Howard Ferstler said:


There is no way I would trust a rock-music recording to give
me meaningful data on speaker soundstaging, imaging, focus,
depth, or even spectral balance.


While I agree with you here, it's an established fact that there are
people out there who use their audio system to listen to rock music
exclusively.


For sure. And those people really do not need for their
audio systems to be genuinely high fidelity items, or even
high-quality items. I suppose this works out quite well for
some of the lunatics who post here and laud the performance
of sub-par hardware. Admittedly, many of them paid way too
much for that gear.

A suitable system for those listeners could well deviate from a system
that's optimalized for classical music.


Yep. While the latter should be optimized for accurate
performance, or, if DSP ambiance emendations are applied,
optimized to allow for the most realistic concert hall
simulation, the former need only deliver head-banging sound.

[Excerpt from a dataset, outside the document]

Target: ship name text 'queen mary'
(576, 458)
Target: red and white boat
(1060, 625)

I do not particularly think that having a familiarity with
popular music is all that useful - for reviewing audio gear
or much of anything else.


What would you recommend to someone asking for a system that will be
used for rock music only?


Stick with automotive systems.

Things like imaging, focusing and spectral balance could be utterly
meaningless to such a person.......


I agree completely. Yes, there are some "pop" recordings
that need high-fidelity treatment, and of course a lot of
acoustic jazz also benefits from playback on really fine
systems. However, rock freaks need not shop for truly exotic
gear, and those who listen to such music and laud the
performance of exotic wires, super-duper CD players,
overpriced amps, and the like are kidding themselves.